If Something Seems To Be Too Good To Be True, It's Best To Shoot It, Just In Case." -- Fiona Glenanne

"
Flying the Airplane is More Important than Radioing Your Plight to a Person on the Ground
Who is Incapable of Understanding or Doing Anything About It.
" -- Unknown

"There seems to be almost no problem that Congress cannot, by diligent efforts and careful legislative drafting, make ten times worse." -- Me

"What the hell is an `Aluminum Falcon'?" -- Emperor Palpatine

"Eck!" -- George the Cat

Saturday, February 2, 2019

No Wonder Trump Can Watch TV for Eight Hours a Day

He's not doing any real work.
As of Wednesday morning, President Donald Trump has had nothing on his schedule this week except his daily intelligence briefing and a lunch with Vice President Mike Pence. The open calendar comes after Trump on Friday agreed to temporarily reopen government without getting his demand for border wall funds, which he has insisted is not a concession but time for more negotiations with Democrats.
I'm not including the time Trump spends sending out his tweets, since he probably does that watching the Trump Propaganda Network.

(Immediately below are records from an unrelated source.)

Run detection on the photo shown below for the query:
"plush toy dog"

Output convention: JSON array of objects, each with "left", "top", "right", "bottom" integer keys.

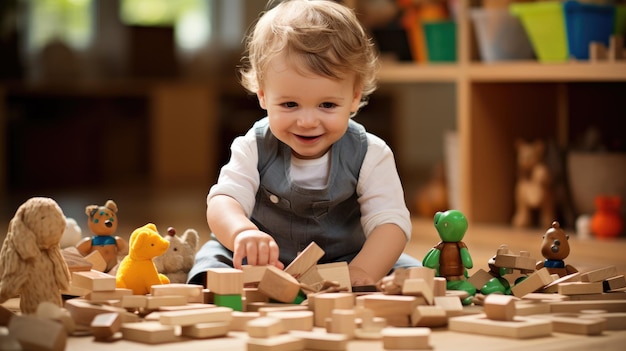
[
  {"left": 153, "top": 227, "right": 199, "bottom": 284},
  {"left": 0, "top": 197, "right": 71, "bottom": 314},
  {"left": 76, "top": 200, "right": 128, "bottom": 272},
  {"left": 116, "top": 223, "right": 170, "bottom": 295}
]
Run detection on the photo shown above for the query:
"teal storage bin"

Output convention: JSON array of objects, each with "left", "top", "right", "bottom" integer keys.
[
  {"left": 564, "top": 0, "right": 615, "bottom": 60},
  {"left": 423, "top": 20, "right": 456, "bottom": 62}
]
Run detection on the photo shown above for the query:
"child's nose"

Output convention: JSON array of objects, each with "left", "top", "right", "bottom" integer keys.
[{"left": 296, "top": 110, "right": 319, "bottom": 128}]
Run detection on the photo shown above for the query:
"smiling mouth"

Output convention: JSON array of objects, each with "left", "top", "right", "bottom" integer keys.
[{"left": 296, "top": 134, "right": 321, "bottom": 140}]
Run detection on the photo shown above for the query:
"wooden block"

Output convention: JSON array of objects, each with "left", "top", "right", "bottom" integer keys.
[
  {"left": 36, "top": 302, "right": 75, "bottom": 334},
  {"left": 121, "top": 295, "right": 148, "bottom": 309},
  {"left": 511, "top": 268, "right": 553, "bottom": 297},
  {"left": 515, "top": 300, "right": 551, "bottom": 316},
  {"left": 72, "top": 270, "right": 116, "bottom": 292},
  {"left": 230, "top": 311, "right": 262, "bottom": 331},
  {"left": 494, "top": 253, "right": 536, "bottom": 271},
  {"left": 468, "top": 269, "right": 494, "bottom": 290},
  {"left": 160, "top": 306, "right": 233, "bottom": 326},
  {"left": 151, "top": 283, "right": 203, "bottom": 302},
  {"left": 410, "top": 305, "right": 447, "bottom": 327},
  {"left": 401, "top": 278, "right": 433, "bottom": 305},
  {"left": 157, "top": 303, "right": 215, "bottom": 312},
  {"left": 580, "top": 266, "right": 618, "bottom": 283},
  {"left": 434, "top": 296, "right": 464, "bottom": 318},
  {"left": 550, "top": 300, "right": 626, "bottom": 313},
  {"left": 289, "top": 330, "right": 348, "bottom": 351},
  {"left": 484, "top": 294, "right": 517, "bottom": 321},
  {"left": 206, "top": 268, "right": 243, "bottom": 295},
  {"left": 449, "top": 313, "right": 552, "bottom": 339},
  {"left": 181, "top": 321, "right": 230, "bottom": 338},
  {"left": 245, "top": 287, "right": 270, "bottom": 304},
  {"left": 258, "top": 265, "right": 301, "bottom": 303},
  {"left": 531, "top": 314, "right": 605, "bottom": 335},
  {"left": 84, "top": 250, "right": 108, "bottom": 272},
  {"left": 64, "top": 298, "right": 128, "bottom": 326},
  {"left": 8, "top": 315, "right": 67, "bottom": 351},
  {"left": 580, "top": 311, "right": 626, "bottom": 330},
  {"left": 381, "top": 327, "right": 431, "bottom": 350},
  {"left": 313, "top": 293, "right": 354, "bottom": 327},
  {"left": 146, "top": 295, "right": 188, "bottom": 309},
  {"left": 247, "top": 334, "right": 305, "bottom": 351},
  {"left": 541, "top": 272, "right": 581, "bottom": 293},
  {"left": 521, "top": 293, "right": 569, "bottom": 302},
  {"left": 266, "top": 311, "right": 314, "bottom": 331},
  {"left": 567, "top": 291, "right": 626, "bottom": 301},
  {"left": 589, "top": 41, "right": 608, "bottom": 61},
  {"left": 317, "top": 262, "right": 352, "bottom": 292},
  {"left": 247, "top": 316, "right": 285, "bottom": 338},
  {"left": 356, "top": 295, "right": 418, "bottom": 318},
  {"left": 120, "top": 322, "right": 177, "bottom": 344},
  {"left": 329, "top": 309, "right": 356, "bottom": 338},
  {"left": 298, "top": 265, "right": 325, "bottom": 292},
  {"left": 86, "top": 288, "right": 133, "bottom": 302},
  {"left": 609, "top": 35, "right": 625, "bottom": 61},
  {"left": 558, "top": 281, "right": 604, "bottom": 295},
  {"left": 284, "top": 241, "right": 325, "bottom": 279},
  {"left": 61, "top": 247, "right": 93, "bottom": 272},
  {"left": 259, "top": 305, "right": 309, "bottom": 316},
  {"left": 242, "top": 265, "right": 270, "bottom": 284},
  {"left": 604, "top": 275, "right": 626, "bottom": 292},
  {"left": 90, "top": 312, "right": 122, "bottom": 340},
  {"left": 433, "top": 277, "right": 447, "bottom": 296}
]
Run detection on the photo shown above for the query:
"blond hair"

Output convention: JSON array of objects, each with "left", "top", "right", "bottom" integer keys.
[{"left": 239, "top": 0, "right": 378, "bottom": 109}]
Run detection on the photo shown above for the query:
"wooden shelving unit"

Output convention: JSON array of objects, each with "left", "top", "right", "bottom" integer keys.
[{"left": 378, "top": 2, "right": 626, "bottom": 225}]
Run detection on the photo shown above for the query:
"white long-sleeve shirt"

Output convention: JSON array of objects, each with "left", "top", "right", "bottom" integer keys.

Trump could probably spend the day in a bathrobe and nobody'd be the wiser.

4 comments:

Robert Trombetta said...

It would be nice if he just wouldn't get out of bed at all.

montag said...

I wonder if he wears old tissue boxes on his feet in the private quarters?

CenterPuke88 said...

Found time to travel to Florida and play some golf today. The scramble to be the first tell all out the door AFTER Donnie leaves office, and thus cannot do nearly as much to attack the author, will be hilarious.

Deadstick said...

Tonight's best Super Bowl comment: Both sides played like they knew the winners would have to go to the White House.